Metástase cutânea como primeira manifestação de adenocarcinoma pulmonar

Cutaneous metastasis as the initial manifestation of lung adenocarcinoma

Marcos Pantarotto, Liliana Lombo, Helena Pereira, Antonio Araújo

ABSTRACT

We report the case of a 58-year-old male patient who was referred for oncology consultation due to an epigastric mass that had been growing rapidly for three months. Diagnostic investigation revealed that the mass was a metastasis of stage IV lung adenocarcinoma. The patient received five cycles of chemotherapy with cisplatin and gemcitabine as a first-line treatment, which was interrupted due to major adverse events. Although the pulmonary disease stabilized, the cutaneous disease progressed. The patient then received pemetrexed as a second-line chemotherapy, together with concurrent external radiotherapy, which was well tolerated. There was complete remission of the epigastric mass. However, the patient died three months after the treatment. Here, we emphasize the importance of a multidisciplinary approach and of its role in individualizing the treatment.

Keywords: Lung neoplasms; Neoplasm metastasis; Antineoplastic combined chemotherapy protocols; Radiotherapy, computer-assisted.

RESUMO

Relatamos o caso de um paciente do sexo masculino de 58 anos de idade, que foi encaminhado para a consulta de oncologia por apresentar uma massa epigástrica de crescimento rápido em três meses de evolução. A investigação diagnóstica revelou tratar-se de um adenocarcinoma pulmonar metastático estádio IV. Recebeu cinco ciclos de cisplatina e gemcitabina como tratamento de primeira linha, que foi interrompido devido a efeitos adversos. Houve estabilidade da doença pulmonar e progressão cutânea. Recebeu pemetrexed como tratamento de segunda linha e radioterapia externa concomitante, com boa tolerância e regressão completa da massa epigástrica. Entretanto, o paciente faleceu três meses após o tratamento. Destacamos aqui importância da multidisciplinaridade e do seu papel na individualização do tratamento.

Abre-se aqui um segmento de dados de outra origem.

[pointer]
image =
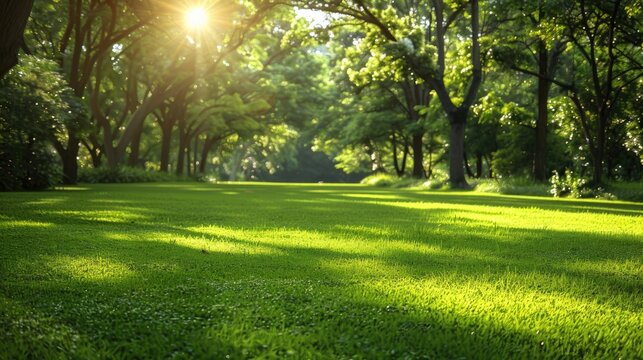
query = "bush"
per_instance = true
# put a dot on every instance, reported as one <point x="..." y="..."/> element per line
<point x="122" y="175"/>
<point x="512" y="186"/>
<point x="33" y="108"/>
<point x="568" y="185"/>
<point x="380" y="179"/>
<point x="27" y="166"/>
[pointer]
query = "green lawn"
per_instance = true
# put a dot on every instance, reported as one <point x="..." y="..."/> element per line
<point x="316" y="271"/>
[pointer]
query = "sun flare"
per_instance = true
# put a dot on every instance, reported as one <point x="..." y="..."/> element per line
<point x="196" y="18"/>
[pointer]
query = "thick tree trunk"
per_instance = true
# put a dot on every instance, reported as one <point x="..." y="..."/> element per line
<point x="13" y="21"/>
<point x="135" y="148"/>
<point x="456" y="149"/>
<point x="183" y="147"/>
<point x="418" y="156"/>
<point x="544" y="84"/>
<point x="166" y="140"/>
<point x="396" y="163"/>
<point x="205" y="151"/>
<point x="69" y="160"/>
<point x="466" y="166"/>
<point x="599" y="153"/>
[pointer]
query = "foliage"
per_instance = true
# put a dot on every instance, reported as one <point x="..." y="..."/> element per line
<point x="568" y="185"/>
<point x="35" y="107"/>
<point x="205" y="271"/>
<point x="380" y="180"/>
<point x="122" y="174"/>
<point x="512" y="186"/>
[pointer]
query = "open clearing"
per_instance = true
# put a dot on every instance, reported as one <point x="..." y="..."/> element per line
<point x="316" y="271"/>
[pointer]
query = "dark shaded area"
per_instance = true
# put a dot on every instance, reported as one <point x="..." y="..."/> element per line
<point x="312" y="167"/>
<point x="13" y="20"/>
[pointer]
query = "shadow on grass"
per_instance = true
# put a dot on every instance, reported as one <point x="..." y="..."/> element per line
<point x="169" y="295"/>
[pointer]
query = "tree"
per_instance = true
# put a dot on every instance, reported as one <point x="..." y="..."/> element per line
<point x="15" y="14"/>
<point x="35" y="107"/>
<point x="607" y="64"/>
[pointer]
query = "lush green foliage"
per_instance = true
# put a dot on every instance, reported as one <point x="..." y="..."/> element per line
<point x="316" y="271"/>
<point x="34" y="108"/>
<point x="122" y="175"/>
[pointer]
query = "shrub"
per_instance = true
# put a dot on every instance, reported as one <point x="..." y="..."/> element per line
<point x="33" y="108"/>
<point x="122" y="175"/>
<point x="568" y="185"/>
<point x="512" y="186"/>
<point x="380" y="179"/>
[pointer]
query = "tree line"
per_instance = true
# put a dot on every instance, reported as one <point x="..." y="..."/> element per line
<point x="495" y="88"/>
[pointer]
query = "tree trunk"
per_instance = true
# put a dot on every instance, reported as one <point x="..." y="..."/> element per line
<point x="166" y="141"/>
<point x="544" y="84"/>
<point x="599" y="153"/>
<point x="456" y="149"/>
<point x="418" y="156"/>
<point x="466" y="166"/>
<point x="69" y="160"/>
<point x="205" y="151"/>
<point x="15" y="14"/>
<point x="396" y="164"/>
<point x="180" y="161"/>
<point x="135" y="148"/>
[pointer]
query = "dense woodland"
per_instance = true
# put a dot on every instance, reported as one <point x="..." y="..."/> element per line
<point x="315" y="90"/>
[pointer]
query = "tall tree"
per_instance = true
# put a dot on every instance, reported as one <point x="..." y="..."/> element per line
<point x="13" y="21"/>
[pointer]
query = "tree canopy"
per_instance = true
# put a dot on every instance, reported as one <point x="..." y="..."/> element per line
<point x="339" y="89"/>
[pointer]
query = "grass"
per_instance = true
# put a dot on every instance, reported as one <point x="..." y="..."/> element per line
<point x="185" y="270"/>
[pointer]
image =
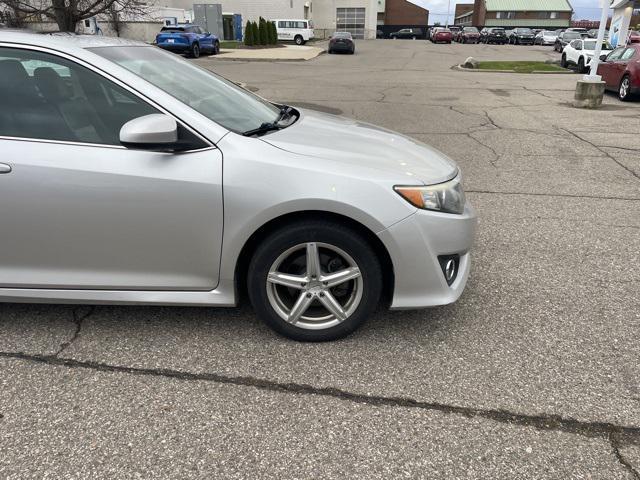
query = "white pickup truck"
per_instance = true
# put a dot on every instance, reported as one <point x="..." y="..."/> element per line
<point x="580" y="52"/>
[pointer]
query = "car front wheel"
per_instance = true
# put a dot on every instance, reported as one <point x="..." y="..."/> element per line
<point x="314" y="281"/>
<point x="624" y="91"/>
<point x="581" y="66"/>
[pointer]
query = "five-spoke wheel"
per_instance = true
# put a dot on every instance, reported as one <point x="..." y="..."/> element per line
<point x="315" y="281"/>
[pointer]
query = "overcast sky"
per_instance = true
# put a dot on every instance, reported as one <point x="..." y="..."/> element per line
<point x="587" y="9"/>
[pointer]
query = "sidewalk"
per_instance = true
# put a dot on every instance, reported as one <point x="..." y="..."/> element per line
<point x="285" y="53"/>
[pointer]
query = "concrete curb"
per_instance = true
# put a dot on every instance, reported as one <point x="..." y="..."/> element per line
<point x="228" y="59"/>
<point x="477" y="70"/>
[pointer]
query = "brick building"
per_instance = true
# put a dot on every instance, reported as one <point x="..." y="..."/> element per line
<point x="517" y="13"/>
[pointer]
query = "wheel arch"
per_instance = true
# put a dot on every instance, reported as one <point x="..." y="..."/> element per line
<point x="250" y="245"/>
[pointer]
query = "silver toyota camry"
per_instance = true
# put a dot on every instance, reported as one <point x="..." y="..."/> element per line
<point x="130" y="176"/>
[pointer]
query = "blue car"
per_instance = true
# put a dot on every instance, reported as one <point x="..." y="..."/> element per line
<point x="188" y="38"/>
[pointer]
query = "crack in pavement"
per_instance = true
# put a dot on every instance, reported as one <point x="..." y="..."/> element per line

Palavras-chave: Neoplasias pulmonares; Metástase neoplásica; Protocolos de quimioterapia combinada antineoplásica; Radioterapia assistida por computador.

Introdução

Anualmente, mais da metade dos novos casos de câncer de pulmão na Europa representam doença metastática.(1) Em Portugal, estima-se uma incidência anual aproximada de 2.500 casos, com uma relação incidência/mortalidade de aproximadamente 100%, sendo a principal causa de morte entre as doenças oncológicas.(1,2) Até a data não existe evidência de uma forma eficaz de rastreio populacional,(3) sendo a cessação tabágica medida fundamental para a redução dos casos.(4)

A pele representa um local relativamente comum de surgimento de metástase dos tumores pulmonares,(5) e isso geralmente está relacionado com um pior prognóstico.(6,7)

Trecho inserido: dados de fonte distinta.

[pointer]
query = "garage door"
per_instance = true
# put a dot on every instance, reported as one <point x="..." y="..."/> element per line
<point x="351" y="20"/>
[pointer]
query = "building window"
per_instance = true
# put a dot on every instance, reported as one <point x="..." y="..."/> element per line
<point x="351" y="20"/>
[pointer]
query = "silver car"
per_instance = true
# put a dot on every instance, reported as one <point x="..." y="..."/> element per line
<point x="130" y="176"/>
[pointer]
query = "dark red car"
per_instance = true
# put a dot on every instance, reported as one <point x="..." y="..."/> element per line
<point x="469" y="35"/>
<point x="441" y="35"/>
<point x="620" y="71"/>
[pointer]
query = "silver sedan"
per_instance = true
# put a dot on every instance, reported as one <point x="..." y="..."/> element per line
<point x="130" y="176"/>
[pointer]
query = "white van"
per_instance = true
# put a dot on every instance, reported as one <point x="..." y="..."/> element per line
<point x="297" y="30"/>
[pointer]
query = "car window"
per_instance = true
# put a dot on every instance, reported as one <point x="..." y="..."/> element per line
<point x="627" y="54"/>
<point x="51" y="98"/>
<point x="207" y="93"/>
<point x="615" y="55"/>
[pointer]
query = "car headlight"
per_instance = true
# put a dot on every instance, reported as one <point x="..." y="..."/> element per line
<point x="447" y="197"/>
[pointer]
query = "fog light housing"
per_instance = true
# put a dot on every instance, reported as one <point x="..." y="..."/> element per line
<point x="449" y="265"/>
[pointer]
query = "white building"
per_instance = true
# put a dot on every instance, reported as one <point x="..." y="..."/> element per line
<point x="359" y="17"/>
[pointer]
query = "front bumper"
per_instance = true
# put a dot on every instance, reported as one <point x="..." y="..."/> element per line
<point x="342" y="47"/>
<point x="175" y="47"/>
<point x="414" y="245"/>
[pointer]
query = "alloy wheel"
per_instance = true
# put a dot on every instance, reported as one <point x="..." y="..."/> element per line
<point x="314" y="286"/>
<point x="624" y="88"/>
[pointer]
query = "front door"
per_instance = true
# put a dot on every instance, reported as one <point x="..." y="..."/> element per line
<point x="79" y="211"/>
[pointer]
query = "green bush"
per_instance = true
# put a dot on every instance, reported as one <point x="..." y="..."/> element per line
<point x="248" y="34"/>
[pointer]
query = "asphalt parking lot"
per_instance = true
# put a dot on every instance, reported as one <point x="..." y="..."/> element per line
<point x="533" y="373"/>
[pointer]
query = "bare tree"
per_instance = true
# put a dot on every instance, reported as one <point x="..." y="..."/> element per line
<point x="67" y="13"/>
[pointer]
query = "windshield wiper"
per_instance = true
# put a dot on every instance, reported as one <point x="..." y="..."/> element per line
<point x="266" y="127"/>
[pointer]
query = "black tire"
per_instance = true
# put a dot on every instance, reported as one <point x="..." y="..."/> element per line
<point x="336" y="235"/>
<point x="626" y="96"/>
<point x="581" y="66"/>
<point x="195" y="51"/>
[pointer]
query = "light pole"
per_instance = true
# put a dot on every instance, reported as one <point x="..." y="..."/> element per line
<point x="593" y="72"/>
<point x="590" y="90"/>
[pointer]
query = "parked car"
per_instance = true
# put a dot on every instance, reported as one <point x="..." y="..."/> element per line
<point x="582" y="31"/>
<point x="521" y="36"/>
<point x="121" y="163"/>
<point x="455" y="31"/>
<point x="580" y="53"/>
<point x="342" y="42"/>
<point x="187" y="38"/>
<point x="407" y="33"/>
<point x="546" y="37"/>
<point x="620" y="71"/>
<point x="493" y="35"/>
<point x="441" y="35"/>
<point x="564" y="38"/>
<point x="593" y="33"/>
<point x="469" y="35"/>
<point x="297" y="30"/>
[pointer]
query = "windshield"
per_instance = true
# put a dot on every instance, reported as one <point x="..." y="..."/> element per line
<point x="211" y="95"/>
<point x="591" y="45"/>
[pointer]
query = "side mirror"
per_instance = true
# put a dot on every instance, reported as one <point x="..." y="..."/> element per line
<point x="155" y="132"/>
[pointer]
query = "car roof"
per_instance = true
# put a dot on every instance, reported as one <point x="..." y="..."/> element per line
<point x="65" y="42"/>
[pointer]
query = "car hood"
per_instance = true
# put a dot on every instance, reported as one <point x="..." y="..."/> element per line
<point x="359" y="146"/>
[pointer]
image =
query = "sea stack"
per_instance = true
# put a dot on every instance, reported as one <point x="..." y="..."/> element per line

Os médicos que lidam com essa patologia deverão estar atentos para a possibilidade de serem confrontados com metástases cutâneas como primeira manifestação do câncer de pulmão.(8)

Relato de caso

Um paciente do sexo masculino com 58 anos de idade, garçom, ex-fumante há 9 anos (40 maços-ano), foi encaminhado à consulta de oncologia médica pelo surgimento de uma massa epigástrica. Apresentava como antecedentes DPOC com alterações ventilatórias obstrutivas graves, e 7 anos antes havia sido submetido a uma gastrectomia parcial por úlcera gástrica perfurada. Encontrava-se medicado com um 2-agonista inalatório de longa duração.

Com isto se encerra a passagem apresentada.